Лёня, сотрудник Института русского языка, входил в мельчуковскую компанию, но пользовался и определенным официальным доверием и вел на радио передачу о культуре речи.
Зарядок и тренировок я не любил никогда, тем более коллективных, а бегу предпочитал и предпочитаю велосипед, плавание и байдарку, желательно с парусом, претендуя на некий встречный вклад со стороны сил природы и простейшей техники. Джоггинг тогда не вошел еще в моду, так что Мельчук и тут находился в авангарде, но постепенно идея оздоровительного бега овладевала культурной элитой. Однажды мы со Щегловым обратили внимание на пробегавшего мимо человека и долго обсуждали, бежит он или бегает.
В этом пижонски лингвистическом ключе отреагировал я и на вопрос Лёни К.:
– Лёня, тебе и твоим радиослушателям отвечу так: потому, что ходить бегать – тяжелая конструкция.
Игорь Мельчук (1970‐е). Фото из архива А. К. Жолковского
Феликс Дрейзин (ныне давно покойный) высказывался на ту же тему с присущей ему страстью к срыванию масок:
– Туда ходят институтские девочки, которые носят за Мельчуком его трусики и, нюхая их, приобщаются к высокой науке.

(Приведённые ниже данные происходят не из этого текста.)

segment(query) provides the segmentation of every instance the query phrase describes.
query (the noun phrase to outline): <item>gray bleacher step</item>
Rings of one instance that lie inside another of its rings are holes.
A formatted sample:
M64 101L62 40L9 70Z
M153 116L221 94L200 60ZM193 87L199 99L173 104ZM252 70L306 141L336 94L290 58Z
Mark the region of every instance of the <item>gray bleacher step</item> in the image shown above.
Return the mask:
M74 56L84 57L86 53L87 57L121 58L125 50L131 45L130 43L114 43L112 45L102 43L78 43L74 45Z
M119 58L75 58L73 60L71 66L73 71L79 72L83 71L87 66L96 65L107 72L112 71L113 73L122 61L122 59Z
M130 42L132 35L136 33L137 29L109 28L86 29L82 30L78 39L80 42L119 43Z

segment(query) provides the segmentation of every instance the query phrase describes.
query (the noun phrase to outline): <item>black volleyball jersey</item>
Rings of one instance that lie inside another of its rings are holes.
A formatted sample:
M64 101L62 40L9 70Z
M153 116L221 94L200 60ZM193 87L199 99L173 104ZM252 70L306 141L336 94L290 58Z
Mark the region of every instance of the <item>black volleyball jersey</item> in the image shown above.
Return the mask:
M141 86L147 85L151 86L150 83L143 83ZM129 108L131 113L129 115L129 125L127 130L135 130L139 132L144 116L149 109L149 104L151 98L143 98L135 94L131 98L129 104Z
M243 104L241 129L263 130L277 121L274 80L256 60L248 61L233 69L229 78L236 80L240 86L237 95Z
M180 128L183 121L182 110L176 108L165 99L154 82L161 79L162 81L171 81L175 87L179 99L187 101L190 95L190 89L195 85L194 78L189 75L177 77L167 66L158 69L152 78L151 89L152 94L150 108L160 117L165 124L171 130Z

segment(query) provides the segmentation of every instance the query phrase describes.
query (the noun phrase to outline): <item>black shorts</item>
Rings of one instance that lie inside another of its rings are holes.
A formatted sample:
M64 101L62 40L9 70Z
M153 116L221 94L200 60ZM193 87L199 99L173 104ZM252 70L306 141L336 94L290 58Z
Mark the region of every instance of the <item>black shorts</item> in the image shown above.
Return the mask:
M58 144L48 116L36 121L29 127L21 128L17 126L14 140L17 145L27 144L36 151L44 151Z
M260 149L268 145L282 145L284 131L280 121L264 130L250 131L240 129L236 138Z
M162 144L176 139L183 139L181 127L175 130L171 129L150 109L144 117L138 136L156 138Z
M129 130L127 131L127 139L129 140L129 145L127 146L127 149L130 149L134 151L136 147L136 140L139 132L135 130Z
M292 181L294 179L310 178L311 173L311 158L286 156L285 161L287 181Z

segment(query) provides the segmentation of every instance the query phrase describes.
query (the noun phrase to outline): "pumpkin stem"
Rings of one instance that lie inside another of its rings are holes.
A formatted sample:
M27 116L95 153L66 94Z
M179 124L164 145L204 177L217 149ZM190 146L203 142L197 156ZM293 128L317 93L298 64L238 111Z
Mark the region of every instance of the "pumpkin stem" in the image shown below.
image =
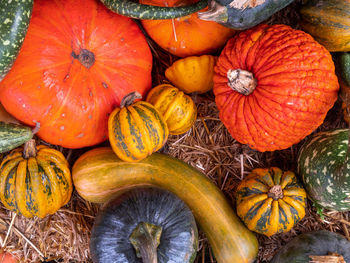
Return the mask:
M309 263L346 263L343 256L337 253L328 252L326 256L309 256Z
M129 240L136 250L136 256L143 263L157 263L157 247L160 243L162 228L150 223L139 223L132 231Z
M30 139L29 141L24 143L24 147L23 147L24 159L35 157L36 153L37 153L37 150L36 150L36 143L34 139Z
M78 59L79 62L86 68L91 68L95 63L95 55L90 50L82 49L79 55L72 52L72 57Z
M39 130L40 130L40 122L36 121L34 129L32 129L33 135L36 134Z
M130 106L137 99L142 99L142 95L139 92L134 91L134 92L129 93L128 95L126 95L122 99L122 102L120 103L120 108L124 108L124 107Z
M243 69L230 69L227 72L227 79L227 85L243 95L252 93L258 84L253 73Z
M278 200L283 198L283 189L280 185L275 185L270 188L268 194L268 197L271 197L273 200Z

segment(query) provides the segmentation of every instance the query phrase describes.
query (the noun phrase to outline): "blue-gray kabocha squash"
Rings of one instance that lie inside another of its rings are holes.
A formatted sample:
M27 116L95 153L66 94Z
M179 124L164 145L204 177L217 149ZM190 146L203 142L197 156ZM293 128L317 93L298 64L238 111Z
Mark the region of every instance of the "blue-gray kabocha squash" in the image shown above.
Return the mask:
M309 198L321 208L350 210L349 130L318 132L303 144L298 171Z
M202 20L245 30L260 24L293 0L209 0L209 9L199 12Z
M350 262L350 242L339 234L319 230L295 237L277 252L271 263L342 262L336 261L341 257Z
M195 13L208 4L199 0L189 6L164 7L135 3L131 0L101 0L113 12L137 19L170 19Z
M90 239L94 263L190 263L197 248L191 210L176 195L152 187L134 188L108 201Z
M0 81L11 69L32 15L33 0L0 1Z

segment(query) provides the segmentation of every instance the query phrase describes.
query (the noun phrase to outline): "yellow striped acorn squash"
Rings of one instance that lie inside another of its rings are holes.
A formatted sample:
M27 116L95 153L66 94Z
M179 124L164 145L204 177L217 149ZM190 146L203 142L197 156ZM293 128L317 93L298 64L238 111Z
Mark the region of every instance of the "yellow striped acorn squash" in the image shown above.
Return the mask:
M166 143L169 130L163 116L138 92L125 96L108 119L109 141L115 154L126 162L137 162Z
M193 100L172 85L154 87L149 91L146 101L162 114L170 134L185 133L196 121L197 107Z
M181 160L153 153L129 163L109 147L84 153L75 162L72 177L77 192L90 202L106 202L142 186L154 186L177 195L191 209L219 263L253 262L258 242L235 215L223 193L204 174Z
M63 154L31 139L12 150L0 165L0 199L25 217L54 214L68 203L73 186Z
M236 200L246 226L266 236L291 230L305 216L305 190L293 172L277 167L254 169L238 185Z

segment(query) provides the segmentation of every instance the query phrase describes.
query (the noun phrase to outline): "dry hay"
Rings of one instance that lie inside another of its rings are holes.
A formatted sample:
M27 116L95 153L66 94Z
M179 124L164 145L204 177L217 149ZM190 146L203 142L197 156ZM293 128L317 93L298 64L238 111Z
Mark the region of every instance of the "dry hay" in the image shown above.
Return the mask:
M298 28L296 10L299 2L294 2L268 22ZM154 55L153 85L157 85L166 82L164 70L177 58L160 49L150 39L149 43ZM193 95L192 98L198 107L198 119L194 127L186 134L170 136L162 152L181 159L206 174L223 191L233 207L236 186L252 169L278 166L284 170L296 171L296 156L304 140L282 151L254 151L235 141L223 126L212 92ZM317 131L340 127L346 127L346 124L338 100ZM108 145L108 142L104 145ZM72 165L83 152L91 148L56 149L63 152ZM0 206L0 245L18 255L21 262L40 262L44 259L52 262L91 262L89 236L99 207L98 204L83 200L76 191L65 207L44 219L27 219ZM309 203L305 218L290 232L272 237L257 234L260 245L258 262L269 262L276 251L293 237L317 229L337 232L350 240L350 213L328 211L322 219ZM196 262L216 262L210 245L201 232Z

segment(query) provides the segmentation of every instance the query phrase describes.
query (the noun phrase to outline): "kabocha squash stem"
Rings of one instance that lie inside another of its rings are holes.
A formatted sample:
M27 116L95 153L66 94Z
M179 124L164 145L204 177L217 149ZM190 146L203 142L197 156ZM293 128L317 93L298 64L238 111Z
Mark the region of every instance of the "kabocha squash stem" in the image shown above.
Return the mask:
M111 148L97 148L80 156L72 174L80 196L91 202L105 202L145 185L168 190L192 210L219 263L249 263L257 256L255 235L241 223L220 189L183 161L153 153L128 163Z
M143 263L157 263L157 247L160 244L162 228L150 223L141 222L137 225L129 238L134 246L137 257Z
M136 19L171 19L195 13L208 4L200 0L192 5L179 7L152 6L132 2L130 0L101 0L113 12Z

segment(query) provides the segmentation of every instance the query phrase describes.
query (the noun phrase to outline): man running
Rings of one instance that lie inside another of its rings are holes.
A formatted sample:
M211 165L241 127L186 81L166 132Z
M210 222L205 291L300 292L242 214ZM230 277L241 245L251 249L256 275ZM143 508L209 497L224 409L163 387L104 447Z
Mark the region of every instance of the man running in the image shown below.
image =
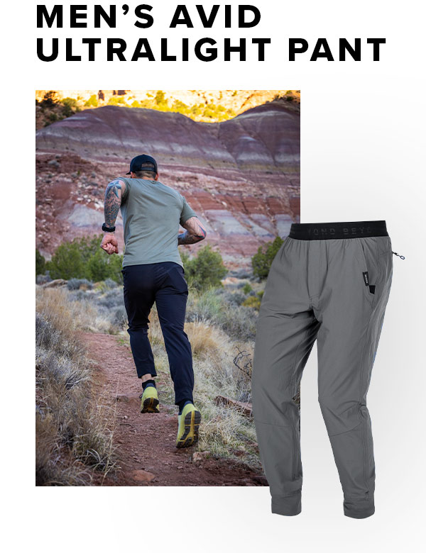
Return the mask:
M106 186L105 233L101 247L118 253L115 221L121 209L125 251L123 259L124 304L128 333L143 393L141 413L159 413L154 357L148 337L148 315L154 301L164 337L175 404L179 406L177 447L198 440L201 413L194 406L191 345L184 330L188 288L178 246L195 244L206 230L185 199L158 180L157 163L138 155L130 164L130 178L120 177ZM179 225L186 229L179 234Z

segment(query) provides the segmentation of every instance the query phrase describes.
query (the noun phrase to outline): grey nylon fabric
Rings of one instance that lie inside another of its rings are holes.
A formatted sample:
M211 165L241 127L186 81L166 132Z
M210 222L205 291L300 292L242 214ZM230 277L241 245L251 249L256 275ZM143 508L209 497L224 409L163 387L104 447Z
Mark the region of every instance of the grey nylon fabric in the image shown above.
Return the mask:
M388 236L287 238L272 263L257 321L252 401L273 513L301 510L300 412L293 398L315 340L318 397L343 488L344 513L354 518L374 513L366 396L392 267Z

Феликс издали бунтовал против Мельчука, называл его рыжим лингвистическим фюрером, в общем, завидовал. Я же, в рамках совместной работы регулярно имевший Игоря у себя дома, так сказать, в порядке room service, скорее ревновал его к «посторонним».
Визит к старой даме
С Надеждой Яковлевной Мандельштам я познакомился в Москве в начале (или середине?) 1970‐х годов, в тот единственный раз, что был у нее, приведенный Ю. Л. Фрейдиным по ее приглашению, после того как я – через него – показал ей рукопись своей статьи о «Военных астрах» Мандельштама. В то время Н. Я. была уже знаменита и опальна – как автор своей первой книги воспоминаний и авторитетный хранитель и комментатор мандельштамовского наследия. К ней ходили – это было интересно, престижно и слегка щекочуще-опасно. Н. Я. было примерно столько лет, сколько мне сейчас1414
Писано в 2014 году.
[Закрыть].
Мой опус она нашла чересчур серьезным для шуточного «стишка», которому он посвящен, но держалась со мной ласково и даже кокетливо, угощала каким-то швейцарским шоколадом и тут же предложила бывшему у нее в гостях с супругой голландскому профессору Яну ван дер Энгу, тогдашнему соредактору (вместе со шведом Нильсом Оке Нильссоном) «Russian Literature», напечатать статью в его журнале. Ван дер Энг тут же согласился, но статью я ему не отдал, честно сославшись на «страх полицейских репрессий». Н. Я. стала меня укорять, говоря: «А как же вот я не боюсь?», – на что я мудро отвечал, что она свое уже отстрадала и теперь ей все можно.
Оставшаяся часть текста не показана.